Question

A cheetah spots a thomson's gazelle, its preferred prey, and leaps into action, quickly accelerating to its top speed of 30 m/s, the highest of any land animal. however, a cheetah can maintain this extreme speed for only 15 s before having to let up. the cheetah is 170 m from the gazelle as it reaches top speed, and the gazelle sees the cheetah at just this instant. with negligible reaction time, the gazelle heads directly away from the cheetah, accelerating at 4.6 m/s2 for 5.0 s, then running at constant speed. does the gazelle escape? if so, by what distance is the gazelle in front when the cheetah gives up?

Answer 1

The gazelle escapes the cheetah by 7.5 meters. This is calculated by determining the distance the cheetah and gazelle each cover in the given time. The gazelle's distance includes both the acceleration phase and the constant speed phase.

Step-by-step explanation:

To determine if the gazelle escapes from the cheetah, we need to calculate the distance both the gazelle and the cheetah cover separately within the same time frame.
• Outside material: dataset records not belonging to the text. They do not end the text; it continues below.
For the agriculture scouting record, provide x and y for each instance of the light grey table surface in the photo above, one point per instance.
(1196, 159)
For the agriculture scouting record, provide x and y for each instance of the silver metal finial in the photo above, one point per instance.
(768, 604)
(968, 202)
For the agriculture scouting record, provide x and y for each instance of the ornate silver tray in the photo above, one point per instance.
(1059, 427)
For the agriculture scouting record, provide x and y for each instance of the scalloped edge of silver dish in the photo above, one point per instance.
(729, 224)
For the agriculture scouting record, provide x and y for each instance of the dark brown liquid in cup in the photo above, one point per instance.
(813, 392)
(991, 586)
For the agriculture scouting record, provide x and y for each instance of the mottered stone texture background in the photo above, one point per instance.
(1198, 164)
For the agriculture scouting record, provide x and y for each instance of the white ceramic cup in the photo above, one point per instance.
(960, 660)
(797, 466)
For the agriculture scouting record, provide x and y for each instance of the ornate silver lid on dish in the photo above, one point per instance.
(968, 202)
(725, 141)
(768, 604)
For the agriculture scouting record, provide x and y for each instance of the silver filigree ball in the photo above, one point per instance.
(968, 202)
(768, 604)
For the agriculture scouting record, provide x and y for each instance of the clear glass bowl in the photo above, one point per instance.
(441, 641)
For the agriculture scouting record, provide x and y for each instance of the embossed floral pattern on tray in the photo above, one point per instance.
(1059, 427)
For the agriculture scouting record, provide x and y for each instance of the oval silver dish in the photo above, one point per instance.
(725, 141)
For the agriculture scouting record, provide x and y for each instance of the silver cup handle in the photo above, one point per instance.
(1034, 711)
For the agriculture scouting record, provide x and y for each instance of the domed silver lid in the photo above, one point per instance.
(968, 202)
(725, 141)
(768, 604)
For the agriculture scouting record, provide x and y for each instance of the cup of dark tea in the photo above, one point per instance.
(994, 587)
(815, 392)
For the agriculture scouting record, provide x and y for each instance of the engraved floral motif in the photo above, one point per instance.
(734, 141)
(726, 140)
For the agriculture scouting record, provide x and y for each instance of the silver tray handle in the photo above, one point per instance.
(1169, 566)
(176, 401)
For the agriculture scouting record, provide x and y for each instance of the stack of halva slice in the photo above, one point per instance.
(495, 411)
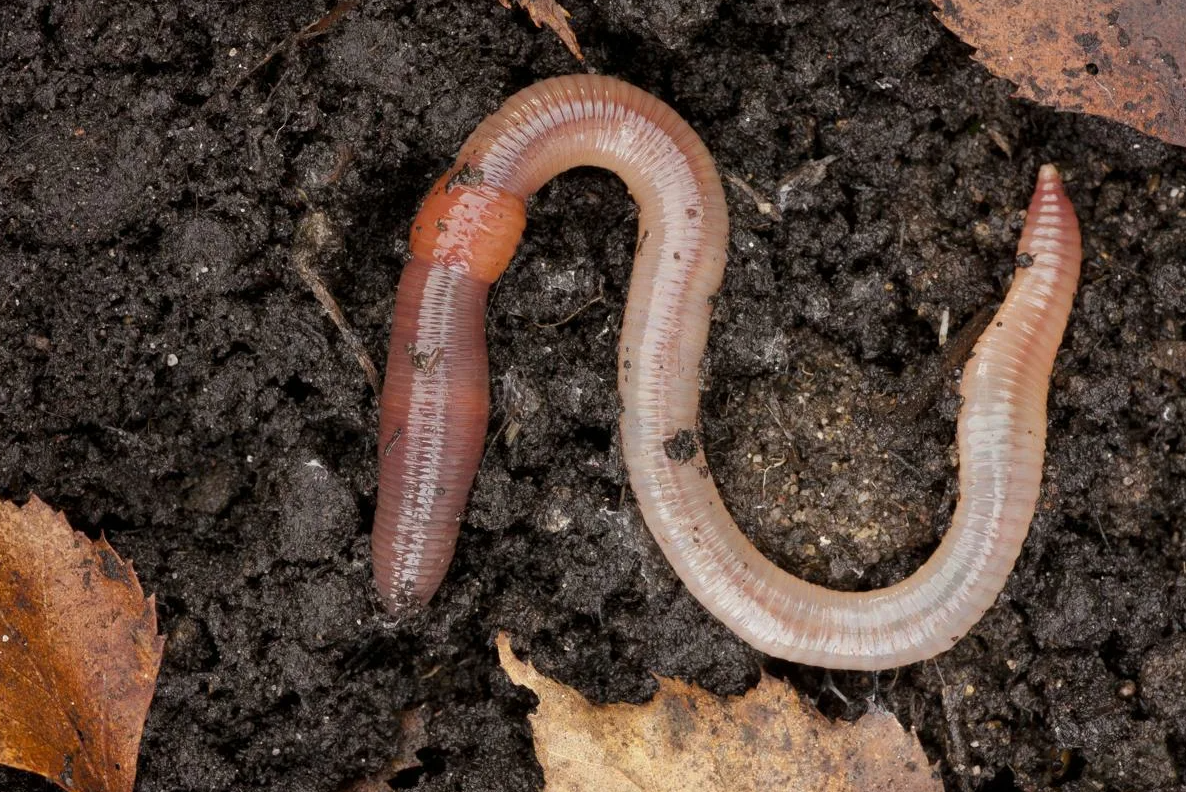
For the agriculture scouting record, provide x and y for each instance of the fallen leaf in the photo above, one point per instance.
(687, 739)
(554, 16)
(78, 653)
(1118, 59)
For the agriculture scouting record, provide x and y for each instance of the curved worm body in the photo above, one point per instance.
(435, 403)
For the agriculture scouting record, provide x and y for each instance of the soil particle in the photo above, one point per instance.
(171, 381)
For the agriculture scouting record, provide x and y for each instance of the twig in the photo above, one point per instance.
(314, 235)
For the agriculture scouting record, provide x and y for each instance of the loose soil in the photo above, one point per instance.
(169, 379)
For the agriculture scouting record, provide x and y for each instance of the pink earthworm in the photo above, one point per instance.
(435, 403)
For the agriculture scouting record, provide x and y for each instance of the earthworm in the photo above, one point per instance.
(435, 400)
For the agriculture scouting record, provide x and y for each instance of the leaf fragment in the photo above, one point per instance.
(1122, 61)
(78, 653)
(688, 739)
(554, 16)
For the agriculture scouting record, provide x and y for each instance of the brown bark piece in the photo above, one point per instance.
(554, 16)
(1122, 61)
(688, 739)
(78, 653)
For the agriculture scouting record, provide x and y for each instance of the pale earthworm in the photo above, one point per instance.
(435, 400)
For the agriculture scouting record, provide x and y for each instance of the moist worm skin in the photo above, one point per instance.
(435, 400)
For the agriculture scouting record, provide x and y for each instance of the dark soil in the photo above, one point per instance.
(166, 377)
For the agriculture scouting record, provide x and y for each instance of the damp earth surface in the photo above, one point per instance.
(169, 379)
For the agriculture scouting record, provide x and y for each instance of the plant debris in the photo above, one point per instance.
(688, 739)
(554, 16)
(78, 653)
(1118, 61)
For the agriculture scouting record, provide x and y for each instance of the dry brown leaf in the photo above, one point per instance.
(1118, 59)
(554, 16)
(687, 739)
(78, 653)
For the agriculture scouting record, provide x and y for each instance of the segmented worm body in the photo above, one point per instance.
(435, 400)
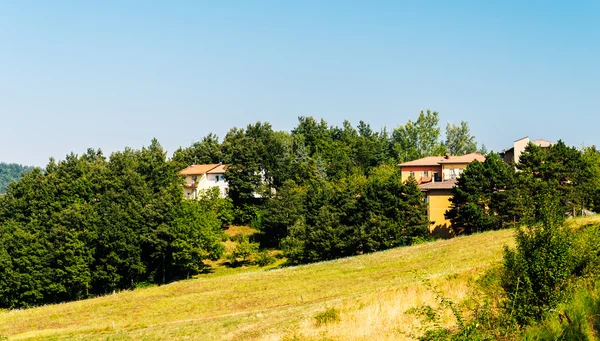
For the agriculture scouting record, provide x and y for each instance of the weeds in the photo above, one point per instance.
(328, 316)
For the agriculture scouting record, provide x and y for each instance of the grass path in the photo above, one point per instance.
(267, 305)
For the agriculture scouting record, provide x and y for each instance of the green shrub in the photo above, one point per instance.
(245, 249)
(328, 316)
(536, 273)
(578, 319)
(263, 258)
(474, 320)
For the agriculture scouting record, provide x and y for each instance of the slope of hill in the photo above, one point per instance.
(370, 292)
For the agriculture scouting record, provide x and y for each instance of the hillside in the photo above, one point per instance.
(371, 292)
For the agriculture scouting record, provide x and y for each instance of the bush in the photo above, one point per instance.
(536, 274)
(328, 316)
(245, 250)
(263, 258)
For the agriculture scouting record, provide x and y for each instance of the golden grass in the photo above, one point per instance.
(372, 292)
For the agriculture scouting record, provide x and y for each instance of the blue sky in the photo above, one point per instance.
(111, 74)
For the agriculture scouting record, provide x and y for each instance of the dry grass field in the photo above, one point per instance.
(370, 292)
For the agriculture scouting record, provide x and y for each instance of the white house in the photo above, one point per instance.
(199, 178)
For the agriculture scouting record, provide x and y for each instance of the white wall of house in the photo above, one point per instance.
(519, 146)
(218, 180)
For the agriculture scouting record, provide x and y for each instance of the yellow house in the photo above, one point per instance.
(437, 197)
(437, 168)
(437, 176)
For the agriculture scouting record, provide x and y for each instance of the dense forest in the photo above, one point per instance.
(493, 194)
(10, 172)
(91, 224)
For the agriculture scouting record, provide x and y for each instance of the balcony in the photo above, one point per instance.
(191, 184)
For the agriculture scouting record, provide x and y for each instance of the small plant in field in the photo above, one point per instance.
(263, 258)
(328, 316)
(245, 249)
(475, 321)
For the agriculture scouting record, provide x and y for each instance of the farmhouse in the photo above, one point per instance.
(511, 155)
(199, 178)
(436, 175)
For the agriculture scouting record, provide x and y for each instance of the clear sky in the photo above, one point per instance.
(111, 74)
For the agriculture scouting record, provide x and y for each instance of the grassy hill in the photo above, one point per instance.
(370, 292)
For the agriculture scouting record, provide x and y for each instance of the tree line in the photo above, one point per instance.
(90, 224)
(493, 194)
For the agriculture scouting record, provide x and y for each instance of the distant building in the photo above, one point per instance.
(436, 176)
(513, 154)
(199, 178)
(438, 168)
(437, 196)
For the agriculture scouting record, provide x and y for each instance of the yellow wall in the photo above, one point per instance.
(458, 167)
(438, 202)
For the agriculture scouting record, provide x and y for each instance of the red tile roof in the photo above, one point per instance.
(438, 160)
(218, 170)
(426, 161)
(468, 158)
(198, 169)
(447, 184)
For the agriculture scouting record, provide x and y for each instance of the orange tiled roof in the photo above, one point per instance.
(447, 184)
(543, 143)
(426, 161)
(438, 160)
(468, 158)
(218, 170)
(198, 169)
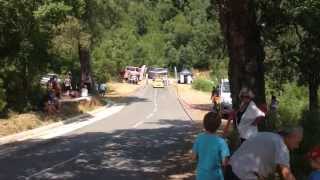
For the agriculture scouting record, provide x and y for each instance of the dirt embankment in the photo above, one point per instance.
(15, 122)
(197, 103)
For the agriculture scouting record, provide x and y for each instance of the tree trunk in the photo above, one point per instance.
(313, 94)
(242, 36)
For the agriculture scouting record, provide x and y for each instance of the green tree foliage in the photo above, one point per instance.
(160, 33)
(37, 37)
(291, 41)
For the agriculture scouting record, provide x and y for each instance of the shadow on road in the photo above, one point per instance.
(161, 153)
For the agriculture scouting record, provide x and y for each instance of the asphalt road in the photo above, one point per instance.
(149, 139)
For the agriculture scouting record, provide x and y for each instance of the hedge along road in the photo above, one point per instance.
(149, 139)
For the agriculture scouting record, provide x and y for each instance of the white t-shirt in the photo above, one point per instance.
(245, 127)
(260, 155)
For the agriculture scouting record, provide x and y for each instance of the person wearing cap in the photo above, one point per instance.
(314, 158)
(260, 156)
(247, 117)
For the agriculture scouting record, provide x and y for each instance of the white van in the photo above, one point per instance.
(225, 95)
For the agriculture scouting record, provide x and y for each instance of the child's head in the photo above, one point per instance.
(314, 157)
(211, 122)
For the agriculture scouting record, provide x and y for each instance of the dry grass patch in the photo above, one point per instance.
(21, 122)
(16, 123)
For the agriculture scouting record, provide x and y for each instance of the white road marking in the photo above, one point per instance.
(137, 124)
(53, 167)
(149, 116)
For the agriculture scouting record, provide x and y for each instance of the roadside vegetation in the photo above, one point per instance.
(39, 37)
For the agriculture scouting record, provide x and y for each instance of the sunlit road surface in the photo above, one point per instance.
(149, 139)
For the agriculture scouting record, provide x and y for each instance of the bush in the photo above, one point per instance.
(202, 85)
(292, 103)
(311, 125)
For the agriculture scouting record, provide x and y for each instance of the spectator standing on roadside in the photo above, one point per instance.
(314, 158)
(274, 103)
(261, 155)
(67, 83)
(216, 100)
(247, 117)
(210, 150)
(102, 89)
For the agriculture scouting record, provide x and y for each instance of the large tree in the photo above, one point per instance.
(242, 36)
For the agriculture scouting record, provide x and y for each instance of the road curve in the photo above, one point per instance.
(149, 139)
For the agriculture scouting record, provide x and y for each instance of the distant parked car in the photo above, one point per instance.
(44, 79)
(158, 83)
(225, 94)
(153, 72)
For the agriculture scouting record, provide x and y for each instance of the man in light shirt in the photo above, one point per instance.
(263, 154)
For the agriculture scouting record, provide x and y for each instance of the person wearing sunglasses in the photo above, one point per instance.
(247, 117)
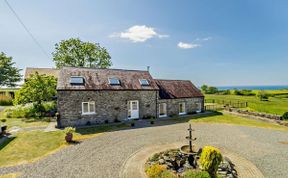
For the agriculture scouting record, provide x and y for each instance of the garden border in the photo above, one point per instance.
(134, 165)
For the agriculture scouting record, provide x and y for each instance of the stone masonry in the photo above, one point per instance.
(191, 105)
(109, 105)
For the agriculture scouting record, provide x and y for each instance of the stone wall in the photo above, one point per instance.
(109, 105)
(191, 105)
(253, 113)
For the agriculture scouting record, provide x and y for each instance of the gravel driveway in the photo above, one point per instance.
(103, 156)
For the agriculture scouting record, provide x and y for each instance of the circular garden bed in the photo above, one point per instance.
(173, 163)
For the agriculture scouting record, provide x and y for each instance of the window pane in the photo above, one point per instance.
(92, 106)
(85, 107)
(114, 81)
(162, 109)
(181, 108)
(77, 80)
(144, 82)
(134, 105)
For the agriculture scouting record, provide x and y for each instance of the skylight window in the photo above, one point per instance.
(114, 81)
(144, 82)
(76, 80)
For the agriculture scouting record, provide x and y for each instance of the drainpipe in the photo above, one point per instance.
(156, 101)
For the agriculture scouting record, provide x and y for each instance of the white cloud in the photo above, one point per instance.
(188, 45)
(138, 33)
(203, 39)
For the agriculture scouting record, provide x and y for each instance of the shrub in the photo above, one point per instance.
(116, 120)
(5, 100)
(196, 174)
(285, 116)
(155, 171)
(210, 159)
(167, 174)
(191, 112)
(69, 130)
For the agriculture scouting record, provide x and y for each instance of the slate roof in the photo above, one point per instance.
(171, 89)
(48, 71)
(97, 79)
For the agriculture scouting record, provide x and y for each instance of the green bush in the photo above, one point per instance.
(29, 110)
(196, 174)
(210, 159)
(5, 100)
(167, 174)
(285, 116)
(69, 130)
(155, 171)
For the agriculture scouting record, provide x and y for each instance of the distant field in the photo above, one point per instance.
(278, 104)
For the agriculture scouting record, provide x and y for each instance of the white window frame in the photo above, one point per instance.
(74, 76)
(184, 105)
(89, 110)
(165, 106)
(148, 83)
(114, 78)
The cheetah can maintain its top speed of 30 m/s for only 15 seconds. Therefore, the total distance covered by the cheetah while it's at top speed is given by:

Distance covered by the cheetah = speed × time = 30 m/s × 15 s = 450 m

The gazelle starts accelerating at 4.6 m/s2 for 5.0 seconds. The distance covered by the gazelle during acceleration can be calculated using the equation:

Distance = 0.5 × acceleration × time2 = 0.5 × 4.6 m/s2 × (5.0 s)2 = 57.5 m

After 5 seconds of acceleration, the gazelle will be running at a constant speed, which we can find using the formula:

Final velocity = initial velocity + (acceleration × time) = 0 + (4.6 m/s2 × 5.0 s) = 23 m/s

For the remaining 10 seconds (since the cheetah runs at top speed for 15 seconds and the gazelle has already spent 5 seconds accelerating), the gazelle travels at this constant speed, covering:

Distance at constant speed = speed × time = 23 m/s × 10 s = 230 m

The total distance covered by the gazelle is the sum of the distance covered during acceleration and the distance covered at constant speed:

Total distance covered by gazelle = 57.5 m + 230 m = 287.5 m

Now we need to add the initial distance between the gazelle and the cheetah to the distance covered by the gazelle, to find out how far the gazelle is when the cheetah stops:

Total distance from cheetah = initial distance + distance covered by gazelle = 170 m + 287.5 m = 457.5 m

Since the cheetah covers only 450 m and the gazelle is 457.5 m away from the cheetah's starting point, the gazelle escapes, and the distance by which it's in front when the cheetah gives up is:

Escape distance = total distance from cheetah - distance covered by cheetah = 457.5 m - 450 m = 7.5 m

Therefore, the gazelle escapes the cheetah by 7.5 meters.

Answer 2

We can find the gazelle's constant speed. v = a t = (4.6 m/s^2) (5.0 s) v = 23 m/s Note that the cheetah gains on the gazelle the whole time they are both running. We can find the distance the cheetah can run before it must stop. d = v t = (30 m/s) (15 s) = 450 m To escape, the gazelle has 15 seconds to travel 450 m -170 m which is 280 meters. We can find the distance x_1 the gazelle travels during the 5.0 second acceleration period. x_1 = (1/2) a t^2 x_1 = (1/2) (4.6 m/s^2) (5.0 s)^2 x_1 = 57.5 m We can find the distance x_2 the gazelle could run in the next 10 seconds. x_2 = v t = (23 m/s) (10 s) x_2 = 230 m The total distance the gazelle can travel in 15 seconds is 230 m + 57.5 m which is 287.5 meters. Since the gazelle only needed to run 280 meters to escape, the gazelle is able to escape from the cheetah with 7.5 meters to spare.